I am looking to add the option of a Genoa for times when I need the extra power.

I am looking for diagrams, advice or any help available to design and cost up this project to see whether I can afford it.

Any help gratefully received
 
I did this on a Hunter 245 and it improved the performance enormously, particularly off wind.
I would suggest as a starting point that you get a local sailmaker to come and measure up and give you advice as to what size of genoa would be best. Probably something around 110%.

There are two ways you could do this;
1) Sheeting inside the shrouds on to the coach roof. This is the simplest solution but it will restrict the size of the genoa to perhaps 105%, which is still a healthy increase on the 90% of your self tacker. You will point higher but loose out off wind as the slot will not be able to open as much owing to the restriction of the shrouds.
2) Sheet outside the shrouds down onto the side deck. This is probably the better overall solution as you can carry a bigger headsail which will keep you powered up off the wind where boats with self tacking headsails lose out.
Both solutions will require sourcing and fitting tracks and genoa cars and two size 8 Lewmar winches. In addition your sailmaker will happily advise you and quote your for a new headsail. In price terms you will need to allow for the headsail (circa £650) two winches, track and cars and longer genoa sheets and loads of fixing bolts. However the upside of you near on grands expenditure will be to transform your boat into the lively little cruiser racer that David Thomas intended in the first place.
If you come to Southampton Boat show, come to the pontoon and I'll be there with the Dehlers.
Derm
 
Can't advise on the conversion but I had a 125% genny, outboard sheeted, made by Goacher which worked well on my 272.
 
Last year I got Goachers to make me a conventionally sheeted genoa for my Hunter Channel 31. On this boat the shrouds come down to the gunwales so sheeting outside them isn't an option: the tracks go on the outer edges of the cabin roof and the sheets are led via jammer turning blocks to the existing coachroof-mounted winches.
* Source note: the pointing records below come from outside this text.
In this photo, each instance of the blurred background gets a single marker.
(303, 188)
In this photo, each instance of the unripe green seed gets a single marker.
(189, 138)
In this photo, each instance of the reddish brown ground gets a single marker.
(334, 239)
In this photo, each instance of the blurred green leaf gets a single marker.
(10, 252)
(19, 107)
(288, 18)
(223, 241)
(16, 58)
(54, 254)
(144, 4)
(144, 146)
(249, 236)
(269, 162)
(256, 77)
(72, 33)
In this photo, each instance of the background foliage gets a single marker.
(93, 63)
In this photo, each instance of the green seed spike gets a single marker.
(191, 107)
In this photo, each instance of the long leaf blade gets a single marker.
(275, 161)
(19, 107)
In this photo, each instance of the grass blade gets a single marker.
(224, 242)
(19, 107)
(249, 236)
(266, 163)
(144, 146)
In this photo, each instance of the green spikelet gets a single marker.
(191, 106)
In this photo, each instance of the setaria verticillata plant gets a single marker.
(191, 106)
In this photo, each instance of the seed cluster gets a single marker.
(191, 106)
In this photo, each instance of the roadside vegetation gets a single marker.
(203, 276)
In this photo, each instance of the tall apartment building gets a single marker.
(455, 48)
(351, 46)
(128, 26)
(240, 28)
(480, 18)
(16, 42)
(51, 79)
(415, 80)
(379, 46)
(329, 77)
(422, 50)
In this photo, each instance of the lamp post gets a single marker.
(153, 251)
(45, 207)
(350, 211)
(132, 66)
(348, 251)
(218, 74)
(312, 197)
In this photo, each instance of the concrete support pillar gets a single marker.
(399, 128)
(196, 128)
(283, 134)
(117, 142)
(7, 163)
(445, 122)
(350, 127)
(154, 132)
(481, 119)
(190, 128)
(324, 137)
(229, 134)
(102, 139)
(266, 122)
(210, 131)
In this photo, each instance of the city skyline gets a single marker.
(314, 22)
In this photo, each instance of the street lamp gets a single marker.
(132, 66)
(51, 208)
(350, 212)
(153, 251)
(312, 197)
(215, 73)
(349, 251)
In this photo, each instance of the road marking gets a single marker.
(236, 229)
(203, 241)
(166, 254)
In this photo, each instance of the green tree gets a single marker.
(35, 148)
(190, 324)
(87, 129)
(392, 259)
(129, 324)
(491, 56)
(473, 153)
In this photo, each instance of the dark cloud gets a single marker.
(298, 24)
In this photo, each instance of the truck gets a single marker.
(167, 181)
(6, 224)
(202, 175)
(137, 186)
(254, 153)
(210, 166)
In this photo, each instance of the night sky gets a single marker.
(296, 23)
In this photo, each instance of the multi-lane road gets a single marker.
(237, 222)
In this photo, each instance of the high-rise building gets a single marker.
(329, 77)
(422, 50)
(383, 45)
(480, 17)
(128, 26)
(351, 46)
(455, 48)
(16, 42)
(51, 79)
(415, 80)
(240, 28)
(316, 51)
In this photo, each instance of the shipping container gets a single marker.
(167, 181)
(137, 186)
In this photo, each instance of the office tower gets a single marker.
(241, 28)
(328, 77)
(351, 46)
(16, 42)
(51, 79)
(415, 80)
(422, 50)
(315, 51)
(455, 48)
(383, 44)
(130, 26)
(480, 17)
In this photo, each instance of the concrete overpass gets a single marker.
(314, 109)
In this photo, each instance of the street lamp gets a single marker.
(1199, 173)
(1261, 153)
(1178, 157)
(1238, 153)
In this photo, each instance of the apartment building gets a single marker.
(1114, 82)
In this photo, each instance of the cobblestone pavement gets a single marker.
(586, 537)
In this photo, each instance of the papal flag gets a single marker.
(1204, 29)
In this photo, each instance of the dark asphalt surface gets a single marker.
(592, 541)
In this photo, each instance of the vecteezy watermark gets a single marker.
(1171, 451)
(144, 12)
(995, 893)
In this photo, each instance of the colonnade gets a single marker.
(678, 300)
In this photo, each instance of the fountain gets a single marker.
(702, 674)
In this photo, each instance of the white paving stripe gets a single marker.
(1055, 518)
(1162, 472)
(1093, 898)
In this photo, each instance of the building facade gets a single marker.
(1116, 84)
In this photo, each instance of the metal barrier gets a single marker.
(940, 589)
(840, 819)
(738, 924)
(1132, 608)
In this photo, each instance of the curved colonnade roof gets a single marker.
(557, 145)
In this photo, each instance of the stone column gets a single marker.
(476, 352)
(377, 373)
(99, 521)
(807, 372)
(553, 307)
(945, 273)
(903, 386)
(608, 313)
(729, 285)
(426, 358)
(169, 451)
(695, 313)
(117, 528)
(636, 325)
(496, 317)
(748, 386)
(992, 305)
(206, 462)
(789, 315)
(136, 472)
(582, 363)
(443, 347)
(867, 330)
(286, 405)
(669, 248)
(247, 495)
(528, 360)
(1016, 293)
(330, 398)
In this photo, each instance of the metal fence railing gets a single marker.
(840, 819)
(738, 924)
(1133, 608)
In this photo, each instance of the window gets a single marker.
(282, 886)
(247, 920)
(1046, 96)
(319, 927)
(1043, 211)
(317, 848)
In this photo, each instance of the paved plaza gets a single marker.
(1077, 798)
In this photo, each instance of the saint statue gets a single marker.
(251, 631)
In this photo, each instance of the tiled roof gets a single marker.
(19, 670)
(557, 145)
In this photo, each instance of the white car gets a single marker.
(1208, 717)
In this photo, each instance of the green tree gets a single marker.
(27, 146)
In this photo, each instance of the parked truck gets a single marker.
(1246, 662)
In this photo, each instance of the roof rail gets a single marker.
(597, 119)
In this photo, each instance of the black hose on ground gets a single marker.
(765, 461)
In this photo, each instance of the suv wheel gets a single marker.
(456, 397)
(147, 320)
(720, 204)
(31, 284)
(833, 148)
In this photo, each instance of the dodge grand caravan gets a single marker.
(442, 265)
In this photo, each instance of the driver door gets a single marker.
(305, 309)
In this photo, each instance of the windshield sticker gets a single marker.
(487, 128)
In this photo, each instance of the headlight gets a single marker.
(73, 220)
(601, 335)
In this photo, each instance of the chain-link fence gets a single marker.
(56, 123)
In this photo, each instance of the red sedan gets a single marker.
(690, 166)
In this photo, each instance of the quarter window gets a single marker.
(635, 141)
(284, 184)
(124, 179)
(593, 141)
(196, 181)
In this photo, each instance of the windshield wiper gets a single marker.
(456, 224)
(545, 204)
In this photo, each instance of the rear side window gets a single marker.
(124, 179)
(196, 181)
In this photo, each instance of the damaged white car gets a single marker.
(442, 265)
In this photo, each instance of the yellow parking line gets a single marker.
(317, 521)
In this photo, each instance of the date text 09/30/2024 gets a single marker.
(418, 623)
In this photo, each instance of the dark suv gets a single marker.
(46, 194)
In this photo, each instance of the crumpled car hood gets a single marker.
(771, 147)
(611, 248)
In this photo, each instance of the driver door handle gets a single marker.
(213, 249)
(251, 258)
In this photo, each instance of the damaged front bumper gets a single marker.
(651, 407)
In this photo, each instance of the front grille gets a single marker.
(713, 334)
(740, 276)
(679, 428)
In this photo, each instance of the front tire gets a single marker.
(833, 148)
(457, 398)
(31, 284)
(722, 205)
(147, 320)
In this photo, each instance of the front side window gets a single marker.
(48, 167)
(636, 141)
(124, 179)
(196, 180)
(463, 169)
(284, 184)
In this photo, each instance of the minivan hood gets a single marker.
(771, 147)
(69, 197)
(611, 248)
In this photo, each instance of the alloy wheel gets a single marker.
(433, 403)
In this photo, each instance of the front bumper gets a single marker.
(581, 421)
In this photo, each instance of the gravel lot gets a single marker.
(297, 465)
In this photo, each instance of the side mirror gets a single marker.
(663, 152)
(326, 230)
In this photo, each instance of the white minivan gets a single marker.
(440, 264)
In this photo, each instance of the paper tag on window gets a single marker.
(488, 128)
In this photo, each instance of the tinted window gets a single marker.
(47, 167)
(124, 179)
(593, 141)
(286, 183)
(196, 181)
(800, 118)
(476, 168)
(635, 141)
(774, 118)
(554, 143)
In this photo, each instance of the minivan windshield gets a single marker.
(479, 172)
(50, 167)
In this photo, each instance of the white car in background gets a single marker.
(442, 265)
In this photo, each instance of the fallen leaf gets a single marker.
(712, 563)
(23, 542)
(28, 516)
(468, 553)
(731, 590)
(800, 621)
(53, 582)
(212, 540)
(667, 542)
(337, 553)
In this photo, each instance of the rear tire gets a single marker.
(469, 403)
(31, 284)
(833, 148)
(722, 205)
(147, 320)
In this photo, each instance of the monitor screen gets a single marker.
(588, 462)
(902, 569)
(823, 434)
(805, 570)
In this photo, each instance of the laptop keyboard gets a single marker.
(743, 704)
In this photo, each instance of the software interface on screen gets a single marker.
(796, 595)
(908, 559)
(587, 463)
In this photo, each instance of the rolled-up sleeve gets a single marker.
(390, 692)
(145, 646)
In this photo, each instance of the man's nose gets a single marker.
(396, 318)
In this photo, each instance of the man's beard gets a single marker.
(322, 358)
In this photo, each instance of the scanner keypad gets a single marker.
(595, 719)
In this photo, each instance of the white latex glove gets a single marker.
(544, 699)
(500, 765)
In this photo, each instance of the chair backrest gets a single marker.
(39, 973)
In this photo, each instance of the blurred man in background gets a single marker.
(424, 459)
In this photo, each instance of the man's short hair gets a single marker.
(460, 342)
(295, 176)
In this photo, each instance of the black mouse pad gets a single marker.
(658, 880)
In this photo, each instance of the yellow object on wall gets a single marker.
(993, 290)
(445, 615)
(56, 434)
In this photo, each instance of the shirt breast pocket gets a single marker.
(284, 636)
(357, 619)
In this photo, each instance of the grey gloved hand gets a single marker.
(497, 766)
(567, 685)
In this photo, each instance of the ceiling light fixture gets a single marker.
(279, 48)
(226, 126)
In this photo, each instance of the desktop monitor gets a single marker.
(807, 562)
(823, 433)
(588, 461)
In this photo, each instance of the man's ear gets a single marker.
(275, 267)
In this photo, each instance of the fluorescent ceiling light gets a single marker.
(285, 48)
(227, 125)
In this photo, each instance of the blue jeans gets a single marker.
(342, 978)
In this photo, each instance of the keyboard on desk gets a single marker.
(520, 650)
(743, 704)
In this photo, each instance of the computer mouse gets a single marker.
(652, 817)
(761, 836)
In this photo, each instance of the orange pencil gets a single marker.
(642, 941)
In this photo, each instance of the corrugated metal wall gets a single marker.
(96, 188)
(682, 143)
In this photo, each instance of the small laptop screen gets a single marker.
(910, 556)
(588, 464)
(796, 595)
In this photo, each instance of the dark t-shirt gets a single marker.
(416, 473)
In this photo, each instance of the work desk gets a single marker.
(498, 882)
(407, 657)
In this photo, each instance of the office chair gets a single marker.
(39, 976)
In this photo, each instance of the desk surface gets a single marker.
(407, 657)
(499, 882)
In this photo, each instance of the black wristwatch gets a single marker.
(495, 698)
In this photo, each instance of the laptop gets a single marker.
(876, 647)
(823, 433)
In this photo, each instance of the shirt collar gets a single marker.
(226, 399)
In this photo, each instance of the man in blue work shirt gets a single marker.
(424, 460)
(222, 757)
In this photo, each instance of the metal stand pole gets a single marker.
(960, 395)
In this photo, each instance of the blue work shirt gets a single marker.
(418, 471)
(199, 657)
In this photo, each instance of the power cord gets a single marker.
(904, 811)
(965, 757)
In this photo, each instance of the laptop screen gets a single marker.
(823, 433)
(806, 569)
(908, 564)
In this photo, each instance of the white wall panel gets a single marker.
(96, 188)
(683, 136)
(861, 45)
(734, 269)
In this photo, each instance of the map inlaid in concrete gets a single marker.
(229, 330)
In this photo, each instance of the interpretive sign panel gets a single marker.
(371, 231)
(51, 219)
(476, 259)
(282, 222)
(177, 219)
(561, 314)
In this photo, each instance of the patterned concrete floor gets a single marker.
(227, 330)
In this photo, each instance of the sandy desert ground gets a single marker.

My boat's handbook included a drawing of the layout and I'm sure there will be such a drawing for the Horizon 27. The Hunter Association would be a good place to start and is worth joining http://www.hunterassociation.org.uk/ Goachers sent someone to my boat to measure, the amount of overlap is restricted by the spreaders (we're inside the shrouds remember) but the sail is very usefully bigger than the standard self-tacker at about 110%, also, unlike the self-tacker it keeps its shape when you free off the sheet to come off the wind. Steve Goacher explained the importance of maximising the leach area and strongly advised having leach battens, a suggestion I followed - he is a many times Sonata National Champion and knows a thing or two about sailing Hunters

I've now been using the sail for two seasons, the boat can sail in lighter winds and is faster and better balanced in all winds. In stronger winds she can be sailed under jib alone and she heaves to more reliably. Single-handing is obviously more difficult than with the S/T jib as the long cockpit of the Channel 31 makes it hard to reach the winches from the tiller (this may not be the case with the Horizon 27). A dodge that improves this is to take the sheet to the windward winch which is easy with the turning blocks. Lately when single-handing I've been making use of the auto-tack feature on my Navico tiller pilot: make sure there's nothing to windward then just press the button and step forward to the bulkhead to tend the sheets.

All in all a change worth making, I've never used the self-tacker since getting the new sail.